I closed my eyes and let the sensation wash over me, the simple bliss of his lips on my skin, my heart racing for more, the autumn air ruffling his hair in the moment that he asked me to move in with him. He released my hands, and I opened my eyes.
His hand rose, and at first I couldn’t imagine why, an exotic choreography in the dance of our relationship. Then his hand was behind my head, fingers wound into my thick hair, and with a slight tug he pulled me forward.
He kissed me.
Gently.
Finally.
My lips found his as easily as the sea finds the shore, as sun reaches earth. Our mouths soft, yet eager within the gentleness. My hands were behind his neck on the soft space beneath his hairline where I had often gazed as he walked ahead of me. I touched his skin. Against me, I felt the outline of a body I’d already memorized. All inside me loosened and untied, a surrender to anything he would want of me.
We lingered there for a few moments under that Selena-full moon.
Some things are more intense in the imagination, and some more powerful in reality. His touch and his lips—I could not have imagined the ecstasy of both. Nothing had ever been as worth waiting for as this.
He withdrew and rested his forehead on mine before kissing the soft spot below my ear. I shivered with the want of more. When he stood apart from me, holding both my hands, he smiled, but it wasn’t a smile I’d seen before. This one, curled at the corners with his eyes on mine, was just ours. Only ours.
“Good night, my dear Joy.” And with that, he was gone.
I felt almost as I had the night when God entered the cracked places of my ego in my sons’ nursery—as if my boundaries had been dissolved, as if all that I was would become one with all that was another.

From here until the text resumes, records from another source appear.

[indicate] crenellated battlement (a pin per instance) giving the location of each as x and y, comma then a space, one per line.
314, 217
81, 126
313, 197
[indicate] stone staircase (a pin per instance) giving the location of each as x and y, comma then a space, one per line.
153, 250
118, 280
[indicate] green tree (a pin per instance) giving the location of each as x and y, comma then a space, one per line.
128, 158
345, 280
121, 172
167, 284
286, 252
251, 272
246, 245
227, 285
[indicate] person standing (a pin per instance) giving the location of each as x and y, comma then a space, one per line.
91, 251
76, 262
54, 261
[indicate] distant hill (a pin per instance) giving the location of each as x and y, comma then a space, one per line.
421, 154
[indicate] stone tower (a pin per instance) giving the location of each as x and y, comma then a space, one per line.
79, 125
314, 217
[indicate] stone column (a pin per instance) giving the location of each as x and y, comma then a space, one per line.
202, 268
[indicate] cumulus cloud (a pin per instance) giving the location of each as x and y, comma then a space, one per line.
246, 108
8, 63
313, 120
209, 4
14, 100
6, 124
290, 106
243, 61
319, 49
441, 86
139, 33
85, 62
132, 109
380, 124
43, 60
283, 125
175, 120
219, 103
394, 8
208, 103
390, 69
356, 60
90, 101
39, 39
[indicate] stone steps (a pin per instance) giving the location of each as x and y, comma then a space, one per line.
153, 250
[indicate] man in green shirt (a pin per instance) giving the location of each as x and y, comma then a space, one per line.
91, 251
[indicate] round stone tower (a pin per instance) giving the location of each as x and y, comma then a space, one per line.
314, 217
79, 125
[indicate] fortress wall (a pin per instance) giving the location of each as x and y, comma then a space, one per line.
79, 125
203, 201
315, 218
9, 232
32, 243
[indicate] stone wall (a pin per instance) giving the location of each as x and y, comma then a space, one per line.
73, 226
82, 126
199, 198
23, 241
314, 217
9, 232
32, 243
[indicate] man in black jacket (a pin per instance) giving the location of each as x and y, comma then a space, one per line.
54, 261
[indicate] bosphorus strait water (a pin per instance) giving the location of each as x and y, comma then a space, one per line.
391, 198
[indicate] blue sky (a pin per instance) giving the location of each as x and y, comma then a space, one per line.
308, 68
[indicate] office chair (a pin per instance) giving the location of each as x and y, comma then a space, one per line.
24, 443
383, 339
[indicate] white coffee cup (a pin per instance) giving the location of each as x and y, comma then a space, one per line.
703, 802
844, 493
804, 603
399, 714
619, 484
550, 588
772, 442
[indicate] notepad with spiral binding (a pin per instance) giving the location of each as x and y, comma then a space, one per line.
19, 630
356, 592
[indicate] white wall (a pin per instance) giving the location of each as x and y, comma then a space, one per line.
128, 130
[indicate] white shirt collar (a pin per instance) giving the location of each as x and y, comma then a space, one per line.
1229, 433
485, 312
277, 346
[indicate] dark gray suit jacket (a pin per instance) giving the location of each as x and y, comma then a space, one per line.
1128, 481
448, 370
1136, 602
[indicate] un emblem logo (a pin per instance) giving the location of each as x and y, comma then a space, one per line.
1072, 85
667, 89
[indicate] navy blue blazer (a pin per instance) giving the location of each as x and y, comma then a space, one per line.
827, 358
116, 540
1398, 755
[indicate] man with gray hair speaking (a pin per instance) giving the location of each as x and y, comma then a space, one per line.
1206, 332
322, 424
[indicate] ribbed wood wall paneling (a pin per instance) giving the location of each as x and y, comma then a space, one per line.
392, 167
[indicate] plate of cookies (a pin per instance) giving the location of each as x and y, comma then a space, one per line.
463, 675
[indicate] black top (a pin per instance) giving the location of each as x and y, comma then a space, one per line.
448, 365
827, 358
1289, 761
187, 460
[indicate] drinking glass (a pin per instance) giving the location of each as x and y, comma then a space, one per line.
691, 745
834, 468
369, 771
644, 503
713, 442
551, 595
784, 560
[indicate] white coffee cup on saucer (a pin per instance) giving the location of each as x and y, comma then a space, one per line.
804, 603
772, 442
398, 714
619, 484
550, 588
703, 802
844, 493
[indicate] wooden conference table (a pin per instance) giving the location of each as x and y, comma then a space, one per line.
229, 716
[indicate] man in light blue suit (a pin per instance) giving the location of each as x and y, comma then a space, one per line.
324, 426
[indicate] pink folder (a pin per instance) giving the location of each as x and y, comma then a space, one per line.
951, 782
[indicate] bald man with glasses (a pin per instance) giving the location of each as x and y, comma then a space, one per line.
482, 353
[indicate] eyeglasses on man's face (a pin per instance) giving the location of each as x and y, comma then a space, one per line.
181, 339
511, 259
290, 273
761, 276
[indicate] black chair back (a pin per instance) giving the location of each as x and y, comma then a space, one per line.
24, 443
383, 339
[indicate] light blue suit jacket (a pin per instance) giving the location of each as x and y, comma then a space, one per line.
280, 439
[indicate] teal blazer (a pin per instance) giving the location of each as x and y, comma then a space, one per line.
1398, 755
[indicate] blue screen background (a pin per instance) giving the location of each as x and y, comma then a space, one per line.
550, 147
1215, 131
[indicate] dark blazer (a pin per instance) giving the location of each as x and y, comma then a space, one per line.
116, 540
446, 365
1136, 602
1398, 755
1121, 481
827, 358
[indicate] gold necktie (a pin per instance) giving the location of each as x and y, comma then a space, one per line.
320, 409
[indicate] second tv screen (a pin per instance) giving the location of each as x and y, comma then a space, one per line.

Just as that night, it didn’t fix anything, but it was the beginning of something that could change me, change us.
Pure love, it seemed, was not limited to a singular experience.
For two weeks I thought of little else but his kiss and his touch, yet I attempted to work. My mind spun back to that moment his lips found mine, and I’d discover myself standing stock-still wherever I was, my hand over my heart and my eyes closed. This was a state of longing and expectancy where time opened.
The days were blissful except for the aches in my legs and hips, but even this was colored by growing desire. When Jack broke free of Cambridge for short times, there had been more kisses: soft ones of promise without spoken words. He held my hand on the long walks through Shotover Hill. He slowly drew nearer, closer, as if he needed to court me when already I loved him.
When he was in Oxford, he stayed late with me as he always had, but now rested comfortably against me when we were alone. I hadn’t pushed—waiting so patiently to experience who we would become when we lived together.
Would I move into his room? Did he still want us to hold fast to abstinence? My body would not allow me to think of much other than Jack and his touch.
CHAPTER 49
My friend, if it was sin in you and me That we went fishing for each other in The troubled waters of life
“SONNET XXXII,” JOY DAVIDMAN
October 18, 1956
Only God knows when life will burst open, shattering all self-made plans and expectations as illusory as dreams. For me, it was a Thursday, a regular Thursday by all accounts.
My sons were back at school. Jack’s final Narnian chronicle, The Last Battle, had just been released. Harcourt had published Till We Have Faces with its haunting black cover. We were both as thrilled as if we’d had our first child together, waiting for the reviews and readings.
Life had begun anew for both of us.
Autumn air rustled the birch tree, and songbirds called out to one another outside the open window of the small room where I typed pages for Kay Farrar’s new mystery novel. The imminent move to the Kilns preoccupied me.
Sambo rubbed against my leg, his fur sticking to my flannel pants. I leaned down and tickled him behind the ear. “You happy too, old boy? You’ve adjusted to Oxford, haven’t you?” He purred and walked toward the front door, looking over his shoulder. He wanted out.
I stood. That is all I did—stood and took one step.
And everything changed.
A white-hot, searing pain burst from my left hip. Fire shot down my leg and stripped breath from my lungs as I fell to the ground with a shriek of agony. For the fraction of a second I believed I’d been shot. I expected to see a hole in the wall or window, a thin river of blood trickling across the hardwood floor and seeping into the edges of my knotted rug.
The phone rang from the far side of the house in complete disregard of my agony, as if mocking me. Whoever was on that phone should have been able to hear me scream. I crumpled in on myself, folding into a fetal position with my leg bent at the wrong angle. The pain obliterated all senses but its own, selfish in its flooding anguish to be all I knew. I saw nothing, smelled nothing; the world existed only in the fire that was screaming through my body.